Inventamos o erramos

Durante su intervención, el especialista en tecnologías libres y en seguridad informática y responsable de la Superintendencia de Servicios de Certificación Electrónica (Suscerte), Carlos Parra,  explicó que “lo que estamos viviendo hoy es el escenario ideal para innovar; desaprender y aprender; fortalecer la plataforma tecnológica de Venezuela, de cara a la nueva realidad, y minimizar los riesgos nacientes”.

Por su parte, Kenny Ossa, presidente del Centro Nacional de Tecnologías de Información (CNTI), indicó que el Gobierno de Venezuela impulsa nuevas políticas públicas en las áreas de ciencia y tecnología.

“El sistema Patria es un ejemplo perfecto del poder de los datos abiertos para una gestión eficiente. Este ha permitido la detección temprana de casos positivos de COVID-19 y su geolocalización”, enfatizó Ossa.

César Carrero, físico de la Universidad de los Andes (ULA), declaró que el Sistema Nacional de Ciencia, Tecnología e Innovación debe trabajar en la construcción de herramientas tecnológicas soberanas que contribuyan al fortalecimiento de las organizaciones comunales y a caminar hacia un nuevo modelo de relaciones sociales.

La ingeniera en telecomunicaciones, Laura Colina, insistió en que la población no debe por alto las consecuencias de la pérdida de información: “La apropiación de las herramientas tecnológicas libres garantiza soberanía; así como la integridad de la información y disponibilidad para usarla, estudiarla, compartirla, mejorarla”.

“Las tecnologías libres, desde su filosofía colaborativa, permiten adaptar, en época de pandemia, el entorno laboral a propuestas innovadoras de reflexión, aprendizaje, creación y teletrabajo, frente al trabajo precarizado y fragmentado”, añadió Mariángel Molero, ingeniera de sistemas.
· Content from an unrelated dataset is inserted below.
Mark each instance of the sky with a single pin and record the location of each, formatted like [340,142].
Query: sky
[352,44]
Respuesta ante situaciones críticas

José López, programador de la Universidad Nacional Experimental del Táchira (UNET) y de la ULA y especialista en Ciencias Aplicadas, informó que Venezuela cuenta con un sistema de “software” libre desarrollado para asistir en la gestión del conocimiento científico disponible en Internet, relacionado con redes de regulación genética en casos de COVID-19.

“En Mérida, construimos una herramienta bioinformática para la ciencia abierta, para recuperación y procesamiento de información extraída automáticamente de artículos científicos y bases de datos electrónicas en Internet”, subrayó  Jacinto Dávila, Dr. en Lógica e Inteligencia Artificial.
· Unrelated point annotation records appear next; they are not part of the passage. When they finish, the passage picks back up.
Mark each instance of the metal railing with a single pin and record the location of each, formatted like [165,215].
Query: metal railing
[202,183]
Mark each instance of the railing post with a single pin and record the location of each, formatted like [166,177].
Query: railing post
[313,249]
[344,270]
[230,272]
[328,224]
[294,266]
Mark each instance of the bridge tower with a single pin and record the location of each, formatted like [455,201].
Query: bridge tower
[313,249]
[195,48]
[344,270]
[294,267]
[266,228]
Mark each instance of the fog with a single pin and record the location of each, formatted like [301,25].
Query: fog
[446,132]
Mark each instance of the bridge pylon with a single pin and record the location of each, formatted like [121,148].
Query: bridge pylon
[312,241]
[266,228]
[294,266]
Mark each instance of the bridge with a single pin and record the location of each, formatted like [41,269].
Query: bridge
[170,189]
Igualmente, Marco Bastidas, investigador en biología molecular, aseguró que “con las redes y una visión amplia de fisiología viral, se podrían diseñar experimentos que permitan bloquear la replicación viral. El sistema de biopatrones que hemos creado no solo sería de utilidad para casos de SARS-CoV-2”.

En su discurso, Grisel Romero, doctora en Gestión de Investigación y presidenta del Observatorio Nacional de Ciencia, Tecnología e Innovación (Oncti), cuestionó si la ciencia abierta responde al paradigma de la gestión social de la ciencia, la tecnología y la innovación o solo se busca hacer la misma ciencia.

“El debate sobre ciencia abierta es una oportunidad histórica para preguntarnos: ¿qué tan libre y abierta es esa ciencia?”, recalcó Romero.

Del mismo modo, el doctor en Ciencias de los Materiales y presidente del Centro de Investigaciones de Astronomía Francisco J. Duarte (CIDA), Pedro Grima, aseguró que el desarrollo de la ciencia del ciberespacio hoy es punta de lanza en todo el mundo pero sobre todo en Venezuela.

“Es necesario conformar redes que nos ayuden a protegernos de las amenazas cibernéticas, como el sabotaje petrolero, los ataques a la represa del Guri y a la refinería de Amuay”, agregó Grima.